For images of the River in 2010 and 2011, visit a previous post here:
https://rockymtnbiker.com/2011/07/17/raging-river/.
I thought the texture of this burned-out tree was pretty cool. Reminds me of Clyfford Still’s paintings.
An above treeline meadow.
Riding into the sky–on the Wolverine Trail.
The Gilsonite to Wolverine Trail hasn’t avoided the sad transformation that nature (and climate change) can wreak. Last year the trail was closed due to logging activities. This year, I hardly recognized the place—what used to be deep forest is now denuded open space. The number of felled Lodgepole Pines is staggering—they littered the landscape like some massive game of pick-up-sticks. And the mountainsides that haven’t been cut are now a deep gray, almost purple color, filled with dead trunks whose green needles long ago turned red, then fell. (This is, as you may know, due to Pine Beetle infestation.)
But once I got high enough—around 12,000 feet—it was as if I’d traveled back in time. The same thin ribbon of trail steeply gaining on an open meadow, the same rocky singletrack running along a ridge and up past treeline, the same snowfield and amazing view that fills me with a bliss that I can’t describe.
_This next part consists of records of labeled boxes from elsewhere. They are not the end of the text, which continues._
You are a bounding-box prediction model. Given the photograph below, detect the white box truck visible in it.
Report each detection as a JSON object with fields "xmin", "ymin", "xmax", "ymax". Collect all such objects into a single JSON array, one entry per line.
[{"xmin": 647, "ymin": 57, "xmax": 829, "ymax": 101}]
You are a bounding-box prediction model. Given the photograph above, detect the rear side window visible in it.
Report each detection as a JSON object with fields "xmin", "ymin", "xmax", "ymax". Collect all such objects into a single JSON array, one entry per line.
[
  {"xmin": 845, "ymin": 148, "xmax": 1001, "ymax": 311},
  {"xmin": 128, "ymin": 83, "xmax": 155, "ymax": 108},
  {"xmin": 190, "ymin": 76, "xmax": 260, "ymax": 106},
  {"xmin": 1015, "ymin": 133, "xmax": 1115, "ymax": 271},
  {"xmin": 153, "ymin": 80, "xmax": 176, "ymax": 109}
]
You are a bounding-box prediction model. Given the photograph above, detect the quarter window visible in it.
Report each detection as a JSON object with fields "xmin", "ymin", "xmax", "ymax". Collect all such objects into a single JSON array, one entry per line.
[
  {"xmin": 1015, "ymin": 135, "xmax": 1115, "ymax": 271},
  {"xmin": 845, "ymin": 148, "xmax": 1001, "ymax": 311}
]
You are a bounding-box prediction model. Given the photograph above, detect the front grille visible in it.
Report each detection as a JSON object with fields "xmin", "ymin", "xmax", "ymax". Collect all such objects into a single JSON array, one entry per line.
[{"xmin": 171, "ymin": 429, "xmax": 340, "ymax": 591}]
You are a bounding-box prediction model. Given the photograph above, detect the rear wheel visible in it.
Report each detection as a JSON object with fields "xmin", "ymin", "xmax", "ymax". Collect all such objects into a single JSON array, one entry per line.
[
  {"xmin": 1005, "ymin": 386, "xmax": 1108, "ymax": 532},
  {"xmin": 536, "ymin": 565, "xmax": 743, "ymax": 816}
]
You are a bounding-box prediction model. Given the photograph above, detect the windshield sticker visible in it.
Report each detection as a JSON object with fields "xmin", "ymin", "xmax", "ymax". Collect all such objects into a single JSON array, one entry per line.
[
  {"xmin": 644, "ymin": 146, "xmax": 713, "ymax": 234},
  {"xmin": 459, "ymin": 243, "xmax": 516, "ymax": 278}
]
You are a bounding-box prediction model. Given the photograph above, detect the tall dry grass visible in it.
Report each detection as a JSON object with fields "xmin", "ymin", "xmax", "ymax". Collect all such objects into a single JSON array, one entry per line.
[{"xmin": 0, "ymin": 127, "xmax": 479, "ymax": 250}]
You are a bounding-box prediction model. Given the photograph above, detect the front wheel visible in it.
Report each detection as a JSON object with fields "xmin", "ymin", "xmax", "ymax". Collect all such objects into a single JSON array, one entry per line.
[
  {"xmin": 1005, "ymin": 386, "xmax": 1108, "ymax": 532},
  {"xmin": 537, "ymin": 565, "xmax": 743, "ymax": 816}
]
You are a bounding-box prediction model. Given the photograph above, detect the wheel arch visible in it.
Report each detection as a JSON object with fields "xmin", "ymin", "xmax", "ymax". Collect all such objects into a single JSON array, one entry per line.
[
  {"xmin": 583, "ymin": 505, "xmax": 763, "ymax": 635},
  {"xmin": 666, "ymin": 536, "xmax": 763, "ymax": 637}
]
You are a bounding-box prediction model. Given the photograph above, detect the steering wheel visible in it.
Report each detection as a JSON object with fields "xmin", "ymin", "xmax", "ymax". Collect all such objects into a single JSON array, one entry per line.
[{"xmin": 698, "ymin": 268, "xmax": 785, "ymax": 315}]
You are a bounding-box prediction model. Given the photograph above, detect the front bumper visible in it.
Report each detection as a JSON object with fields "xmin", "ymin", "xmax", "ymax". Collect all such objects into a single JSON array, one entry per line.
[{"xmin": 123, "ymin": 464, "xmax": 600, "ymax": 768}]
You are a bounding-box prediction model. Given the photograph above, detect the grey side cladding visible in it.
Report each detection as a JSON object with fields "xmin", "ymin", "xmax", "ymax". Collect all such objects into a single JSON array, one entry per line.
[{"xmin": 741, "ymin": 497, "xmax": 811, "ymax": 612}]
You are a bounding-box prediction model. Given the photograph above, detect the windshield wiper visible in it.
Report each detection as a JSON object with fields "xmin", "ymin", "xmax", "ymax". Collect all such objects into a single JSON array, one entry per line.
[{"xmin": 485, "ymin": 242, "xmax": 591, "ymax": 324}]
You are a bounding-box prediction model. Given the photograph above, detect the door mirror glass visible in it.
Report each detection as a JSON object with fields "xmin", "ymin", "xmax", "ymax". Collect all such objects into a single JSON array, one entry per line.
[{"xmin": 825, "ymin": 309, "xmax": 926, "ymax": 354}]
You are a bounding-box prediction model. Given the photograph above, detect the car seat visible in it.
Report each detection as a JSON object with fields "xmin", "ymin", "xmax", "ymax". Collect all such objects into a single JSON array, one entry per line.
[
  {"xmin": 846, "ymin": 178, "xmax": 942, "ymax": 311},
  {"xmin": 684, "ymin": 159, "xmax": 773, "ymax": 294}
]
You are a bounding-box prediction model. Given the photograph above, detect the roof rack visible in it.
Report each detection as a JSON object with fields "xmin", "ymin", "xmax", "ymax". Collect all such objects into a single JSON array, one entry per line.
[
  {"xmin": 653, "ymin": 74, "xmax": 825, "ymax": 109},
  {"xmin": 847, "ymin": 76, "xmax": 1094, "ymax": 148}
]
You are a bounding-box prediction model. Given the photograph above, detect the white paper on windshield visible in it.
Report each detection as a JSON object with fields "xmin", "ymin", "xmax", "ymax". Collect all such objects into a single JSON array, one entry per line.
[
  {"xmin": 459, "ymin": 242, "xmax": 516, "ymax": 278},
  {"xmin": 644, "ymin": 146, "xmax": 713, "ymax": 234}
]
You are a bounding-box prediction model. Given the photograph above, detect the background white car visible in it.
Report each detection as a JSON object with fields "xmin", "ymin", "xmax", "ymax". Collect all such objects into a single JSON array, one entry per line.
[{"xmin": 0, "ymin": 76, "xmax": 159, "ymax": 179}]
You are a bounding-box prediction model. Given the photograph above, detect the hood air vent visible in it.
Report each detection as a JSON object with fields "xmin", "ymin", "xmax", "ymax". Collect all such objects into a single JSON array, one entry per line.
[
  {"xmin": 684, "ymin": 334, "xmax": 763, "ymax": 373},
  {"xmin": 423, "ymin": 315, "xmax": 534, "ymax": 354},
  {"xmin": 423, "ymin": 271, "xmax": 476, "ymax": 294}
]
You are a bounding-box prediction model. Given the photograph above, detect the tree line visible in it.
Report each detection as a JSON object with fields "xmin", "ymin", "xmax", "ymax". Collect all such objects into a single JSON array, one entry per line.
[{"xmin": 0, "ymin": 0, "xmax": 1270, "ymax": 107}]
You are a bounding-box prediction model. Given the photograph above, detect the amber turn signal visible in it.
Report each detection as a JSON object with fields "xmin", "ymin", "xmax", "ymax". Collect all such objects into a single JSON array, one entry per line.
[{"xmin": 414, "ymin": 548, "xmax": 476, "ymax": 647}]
It’s funny, because this week I’d used sections of E.B. White’s classic essay, “Once More to the Lake” for a class I was teaching at the Lighthouse writer’s retreat. In the piece, White keeps suggesting that “there had been no years” when he visits a lake he use to frequent as a child. But then, gradually, his assertion begins to ring hollow, and he is forced to admit that yes, there have been years. It’s a beautiful essay about the endless forward hurtling of time, and the ways that things do change, and yes, how our children become us, and we become our parents—or to borrow a line from poet Sharon Olds:
…. It’s an old
story—the oldest we have on our planet—
the story of replacement.
Nothing ever stays the same, and watching that happen is beautiful, and a little bittersweet, too. That river isn’t going anywhere, nor are the mountains and meadows of those trails I’ve been returning to. But someday, I won’t return.
Now that’s something I don’t really want to think about. Maybe I’ll just look forward to next year.
Thanks for sharing this annual experience in what is truly God’s country.